Song facts: Eight Days a Week

 John Lennon recording Beatles for Sale at Abbey Road, 1964. 

John Lennon recording Beatles for Sale at Abbey Road, 1964. 

On October 6th 1964, The Beatles recorded Eight Days a Week, for their forthcoming Beatles for Sale album. The track was recorded over a period of seven hours and 13 takes before The Beatles were happy with how it sounded. John Lennon reportedly worked out the guitar riff for I Feel Fine at this session.

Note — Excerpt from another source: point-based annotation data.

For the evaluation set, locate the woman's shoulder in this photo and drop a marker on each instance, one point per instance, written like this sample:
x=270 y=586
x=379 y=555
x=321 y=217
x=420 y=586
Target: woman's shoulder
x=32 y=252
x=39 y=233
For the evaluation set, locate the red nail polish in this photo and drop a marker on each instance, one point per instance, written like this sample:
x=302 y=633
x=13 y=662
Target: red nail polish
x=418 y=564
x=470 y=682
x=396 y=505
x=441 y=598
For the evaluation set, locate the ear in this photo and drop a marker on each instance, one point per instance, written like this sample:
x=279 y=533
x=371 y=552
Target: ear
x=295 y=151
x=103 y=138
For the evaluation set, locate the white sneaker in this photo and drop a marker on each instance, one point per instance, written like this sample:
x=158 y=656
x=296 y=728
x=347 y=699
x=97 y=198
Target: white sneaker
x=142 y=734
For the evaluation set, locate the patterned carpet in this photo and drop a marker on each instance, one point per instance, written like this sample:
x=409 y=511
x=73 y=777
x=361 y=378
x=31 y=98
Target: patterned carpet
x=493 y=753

"Take one was played straight, no frills, on acoustic guitar. On take two John and Paul introduced a succession of beautifully harmonised 'Ooohs', climbing up the scale, to precede the first guitar strum. On take three they merged the two ideas, 'Ooohs' and acoustic guitar. On take four the 'Ooohs' were altered to remain on the same pitch throughout rather than climbing the register. Take five incorporated 'Ooohs' at the end as well as the beginning. Take six took the shape of the released version but did not have the faded intro or outro." - Mark Lewisohn


  • John Lennon – lead vocal, acoustic rhythm guitar, handclaps
  • Paul McCartney – backing vocal, bass guitar, handclaps
  • George Harrison – lead guitar, handclaps
  • Ringo Starr – drums, handclaps
 Beatles for Sale album cover, 1964. 

Beatles for Sale album cover, 1964. 

 Eight Days a Week/I'm a Loser single, 1964. 

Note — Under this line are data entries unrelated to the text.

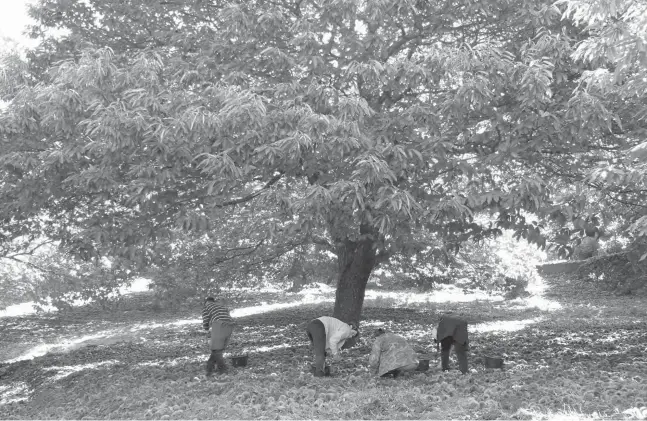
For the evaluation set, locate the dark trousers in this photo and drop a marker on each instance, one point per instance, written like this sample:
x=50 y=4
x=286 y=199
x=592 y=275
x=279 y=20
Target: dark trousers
x=461 y=353
x=317 y=335
x=220 y=334
x=216 y=359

Eight Days a Week/I'm a Loser single, 1964. 

Lennon thought Eight Days a Week was a horribly manufactured song and the band never played it at their live shows.

"Help! as a film was like Eight Days A Week as a record for us. A lot of people liked the film, and a lot of people liked that record. But neither was what we wanted - we knew they weren't really us. We weren't ashamed of the film, but close friends knew that the picture and Eight Days weren't our best. They were both a bit manufactured." - John Lennon
"I think we wrote this when we were trying to write the title song for Help! because there was at one time the thought of calling the film Eight Arms To Hold You." - John Lennon

Origins of the title

According to Paul McCartney he drew inspiration for the song title when a chauffeur told him he'd been busy working eight days a week.

"I remember writing that with John, at his place in Weybridge, from something said by the chauffeur who drove me out there. John had moved out of London. to the suburbs. I usually drove myself there, but the chauffeur drove me out that day and I said, 'How've you been?' - 'Oh, working hard,' he said, 'working eight days a week.' I had never heard anyone use that expression, so when I arrived at John's house I said, 'Hey, this fella just said, "eight days a week".' John said, 'Right - "Ooh I need your love, babe..." and we wrote it. We were always quick to write. We would write on the spot. I would show up, looking for some sort of inspiration; I'd either get it there, with John, or I'd hear someone say something." - Paul McCartney
 Beatles VI album cover, 1965. 

Beatles VI album cover, 1965. 


Eight Days a Week was released on Beatles for Sale in the UK on December 4th 1964, and as a single in the US the following year, on February 15th. I Don't Want to Spoil the Party was included as the US B-side - another song penned by Lennon.

The single reached number one on the US Billboard Hot 100 on March 13th 1965, and stayed there for two weeks, before being dislodged by The Supremes' Stop! In the Name of Love.

On June 14th 1965 Eight Days a Week was included on the US album Beatles VI.